Los jóvenes ven a los partidos clásicos como al abuelo que ofrece argumentos que no les interesan. Abuelo en querella con el otro abuelo, ambos habiéndoles dejado en herencia una deuda monumental
¿Por qué parecen surgir en Occidente otra vez masas que políticamente el establishment no controla? ¿Tendrán razones para plantearse alternativas hasta hace poco insospechadas? Gustará o no, pero tanto lo sucedido en las recientes elecciones de Estados Unidos, como las tendencias que se observan en Francia, Italia, Alemania y Austria o en España -en dirección opuesta, para variar-, no son ya cuestiones marginales. Lo que debería llevar a analizar las causas de tales reacciones. Ello más allá de identificar a sus protagonistas con fenecidos personajes y formatos históricos de los años treinta.
La realidad es que el modelo socialdemócrata -ya lo administren conservadores o progresistas- no genera hoy entusiasmos delirantes. Y eso que, al menos, la administración conservadora del sistema le ha dado una cierta continuidad, mostrando un mínimo rigor frente a una izquierda manirrota e irresponsable que ha dejado a su propia creación al borde del colapso. Mientras, boquiabierta, la izquierda del sistema ni siquiera llega a entender la causa de que los partidos socialistas históricos europeos tengan las mayores dificultades para alcanzar un veinte por ciento de votos. Al fin ni los conservadores están contentos administrando un modelo que en el fondo no perciben como suyo -pregúntese a sus votantes-, ni al socialismo le queda mucho más que retórica y propuestas derivadas de las formas más extremas del relativismo moral.

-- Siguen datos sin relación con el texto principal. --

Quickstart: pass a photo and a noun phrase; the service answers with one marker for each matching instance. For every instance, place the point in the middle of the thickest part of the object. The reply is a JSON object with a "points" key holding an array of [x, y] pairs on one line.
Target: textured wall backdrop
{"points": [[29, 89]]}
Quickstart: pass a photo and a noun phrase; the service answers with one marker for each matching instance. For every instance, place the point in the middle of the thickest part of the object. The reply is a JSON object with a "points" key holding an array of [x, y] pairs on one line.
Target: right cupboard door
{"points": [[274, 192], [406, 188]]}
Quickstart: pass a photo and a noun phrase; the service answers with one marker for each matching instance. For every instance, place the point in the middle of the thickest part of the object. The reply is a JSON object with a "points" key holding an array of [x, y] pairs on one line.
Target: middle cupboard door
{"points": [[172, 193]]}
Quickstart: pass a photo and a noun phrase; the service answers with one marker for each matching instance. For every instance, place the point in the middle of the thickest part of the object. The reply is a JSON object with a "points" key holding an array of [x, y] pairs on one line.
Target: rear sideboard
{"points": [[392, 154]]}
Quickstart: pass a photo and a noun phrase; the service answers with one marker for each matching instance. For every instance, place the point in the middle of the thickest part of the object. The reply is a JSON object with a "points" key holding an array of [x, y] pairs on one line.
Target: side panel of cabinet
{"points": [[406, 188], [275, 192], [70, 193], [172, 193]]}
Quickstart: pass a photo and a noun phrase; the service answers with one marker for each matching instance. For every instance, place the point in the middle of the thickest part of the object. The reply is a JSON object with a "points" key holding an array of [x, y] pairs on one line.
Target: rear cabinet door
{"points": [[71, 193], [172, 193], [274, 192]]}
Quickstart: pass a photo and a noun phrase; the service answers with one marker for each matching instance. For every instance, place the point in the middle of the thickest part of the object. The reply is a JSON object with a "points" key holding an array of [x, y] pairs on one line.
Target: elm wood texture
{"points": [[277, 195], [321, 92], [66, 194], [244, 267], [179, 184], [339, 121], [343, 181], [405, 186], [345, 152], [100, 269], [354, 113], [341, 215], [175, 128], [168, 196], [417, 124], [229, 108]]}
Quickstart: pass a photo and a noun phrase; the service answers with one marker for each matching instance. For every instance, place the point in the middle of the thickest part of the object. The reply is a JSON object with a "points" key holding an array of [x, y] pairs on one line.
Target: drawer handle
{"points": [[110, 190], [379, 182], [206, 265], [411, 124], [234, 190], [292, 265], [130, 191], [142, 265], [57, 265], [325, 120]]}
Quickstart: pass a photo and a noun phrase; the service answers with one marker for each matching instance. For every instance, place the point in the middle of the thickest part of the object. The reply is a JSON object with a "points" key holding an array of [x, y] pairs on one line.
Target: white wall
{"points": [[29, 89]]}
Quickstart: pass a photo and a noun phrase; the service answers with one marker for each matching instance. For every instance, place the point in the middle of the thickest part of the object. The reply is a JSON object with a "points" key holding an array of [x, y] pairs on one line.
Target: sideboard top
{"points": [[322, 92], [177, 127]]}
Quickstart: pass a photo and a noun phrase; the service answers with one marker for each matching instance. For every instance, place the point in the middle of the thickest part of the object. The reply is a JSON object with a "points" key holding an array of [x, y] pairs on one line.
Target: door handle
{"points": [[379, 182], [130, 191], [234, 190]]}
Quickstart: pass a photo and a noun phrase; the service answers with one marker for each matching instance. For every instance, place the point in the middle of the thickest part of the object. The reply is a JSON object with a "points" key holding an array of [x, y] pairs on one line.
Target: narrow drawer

Aparecen así alternativas, al no esperarse de los administradores que puedan garantizar lo que se esperaba del sistema. Entre otros asuntos no menores: ni las pensiones, ni el empleo, ni un lugar para los jóvenes. Eso en España, porque en otros lugares hasta se teme la desaparición de las formas culturales propias ante una masa humana, nunca del todo integrada -y con pocos deseos de integrarse en no pocos casos-, que mantiene otros valores y una religión que no está precisamente en el origen de la democracia ni de las libertades civiles de Occidente.
Mientras los jóvenes, cuestión central, ven a los partidos clásicos como al abuelo que ofrece argumentos que no les interesan. Abuelo en querella con el otro abuelo, ambos habiéndoles dejado en herencia una deuda monumental, que de forma insolidaria han trasladado a las generaciones futuras. A los beneficiarios políticos de tal disgusto se les llama ahora populistas, como si ellos -a izquierda o derecha- fueran monopolistas únicos en el uso de argumentos gruesos, camelancias diversas, promesas imposibles y venta de productos deteriorados. Aunque sí puedan distinguirse en un cierto tono histriónico, insolente o desafiante, con aires de ruptura frente a lo que ha sido la etiqueta del régimen.
Ni los conservadores están contentos administrando un modelo que en el fondo no perciben como suyo, ni al socialismo le queda mucho más que retórica y propuestas derivadas de las formas más extremas del relativismo moral
En realidad lo que pase en España, de nuevo, seguramente tenga poca repercusión salvo para ella misma. Los países centrales de Europa han sido y son Francia y Alemania, y por tanto ése es el espacio en que se disputa el futuro. Pero donde podría volver a suceder lo que Salvador de Madariaga comenta con respecto a Ortega: “Apenas lanzada su campaña para europeizar a España, se le volvió loca la modelo”.
El libro de Ortega no pudo ser más profético: empezó a publicarse en El Sol en 1929, año de la hecatombe del liberalismo económico, seguido del triunfo de los totalitarismos. Stefan Zweig en El mundo de ayer -nostálgico de la estable época liberal- comenta con pánico: “Tuvimos que dar la razón a Freud cuando afirmaba ver en nuestra cultura y en nuestra civilización tan sólo una capa muy fina que en cualquier momento podía ser perforada por las fuerzas destructoras del infierno”.
Aún se puede estar a tiempo. Lo que propiamente hay, de momento, es un distanciamiento de una parte ya notable de una masa que se siente -justamente o no, ese es otro asunto- desatendida y sin expectativas. Mas siendo reales y acuciantes los problemas, no pocos juzgan que sólo se ofrecen palabras, pocos hechos, el quítate tú que me pongo yo y líderes poco convincentes. Mientras una cuestión primordial, la disminución de tamaño de un estado que absorbe a la sociedad -ya Ortega alertaba sobre el asunto- es constantemente eludida por los administradores del sistema, pues les perjudica a ellos y a sus clientelas.
Todavía es tiempo de soluciones que aún pueden acometerse y la falta de entusiasmo de las gentes no significa desafección generalizada. Pero un hecho fortuito o inesperado, de los que la historia está llena, como fue en su día la crisis de 1929 -o ahora un atentado brutal, una nueva quiebra económica, un impago de pensiones-, podría hacer que el proceso de separación de las masas se vuelva a transformar en una nueva rebelión.